In den Spiegel schauen, bei sich selbst anfangen
Besonders die gezeigten Schwächen in der Defensive ärgerten ihn: "Was uns schon die ganze WM das Genick gebrochen hat, waren diese defensiven Zusammenbrüche, die wir hatten. Wir geben den gegnerischen Stürmern zu viel, sie kommen zu einfachen Chancen und auf so einem Niveau wird das einfach genützt."
Auf einzelne Aspekte wollte Raffl das Versagen bei der WM 2019 aber trotzdem nicht festmachen und fand stattdessen allgemeine Ansprüche: "Man muss anfangen, sich selbst in den Spiegel zu schauen. Man muss alles hinterfragen und bei sich selbst anfangen."

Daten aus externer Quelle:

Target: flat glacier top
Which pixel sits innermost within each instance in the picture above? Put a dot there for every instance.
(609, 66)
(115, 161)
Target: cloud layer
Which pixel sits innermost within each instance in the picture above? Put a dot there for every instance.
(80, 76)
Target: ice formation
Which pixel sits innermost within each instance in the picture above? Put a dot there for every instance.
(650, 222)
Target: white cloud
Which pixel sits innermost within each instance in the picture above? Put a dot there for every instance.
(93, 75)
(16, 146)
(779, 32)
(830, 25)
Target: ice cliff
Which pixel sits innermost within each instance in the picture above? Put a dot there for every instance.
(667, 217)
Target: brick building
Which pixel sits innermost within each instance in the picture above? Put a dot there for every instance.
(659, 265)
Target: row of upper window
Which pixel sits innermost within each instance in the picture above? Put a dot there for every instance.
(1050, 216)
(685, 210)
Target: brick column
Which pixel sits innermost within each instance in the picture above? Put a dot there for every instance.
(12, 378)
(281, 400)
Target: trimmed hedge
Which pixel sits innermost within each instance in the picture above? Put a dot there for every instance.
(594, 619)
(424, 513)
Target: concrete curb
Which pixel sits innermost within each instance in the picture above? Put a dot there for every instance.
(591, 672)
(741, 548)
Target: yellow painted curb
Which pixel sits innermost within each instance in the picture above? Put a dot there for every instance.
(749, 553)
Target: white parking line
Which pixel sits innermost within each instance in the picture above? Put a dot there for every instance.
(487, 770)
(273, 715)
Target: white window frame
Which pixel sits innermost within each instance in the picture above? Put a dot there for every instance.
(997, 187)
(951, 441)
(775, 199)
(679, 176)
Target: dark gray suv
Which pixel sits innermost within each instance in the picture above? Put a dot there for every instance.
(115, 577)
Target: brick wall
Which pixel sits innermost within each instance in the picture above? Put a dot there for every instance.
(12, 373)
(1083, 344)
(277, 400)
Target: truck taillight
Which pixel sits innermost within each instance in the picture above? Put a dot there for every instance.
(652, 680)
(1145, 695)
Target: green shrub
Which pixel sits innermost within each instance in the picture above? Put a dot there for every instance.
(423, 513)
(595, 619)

Österreichs Eishockey sei nicht schlecht, nur weil das Ziel des Klassenerhalts jetzt einmal verpasst wurde: "Wir sind auf einem richtig guten Weg. Das österreichische Eishockey hat in den letzten Jahren viel Gutes gemacht, und es sind sehr viele junge Spieler in dieser Mannschaft, die das Potenzial haben, sehr gut zu werden."
Alles Hadern mit den vergangenen Leistungen würde nichts bringen: "Es ist jetzt einfach ein Weg, den man gehen muss, wir müssen diese Erfahrung machen und nächstes Jahr schauen, dass wir aus der B-Gruppe wieder raufkommen."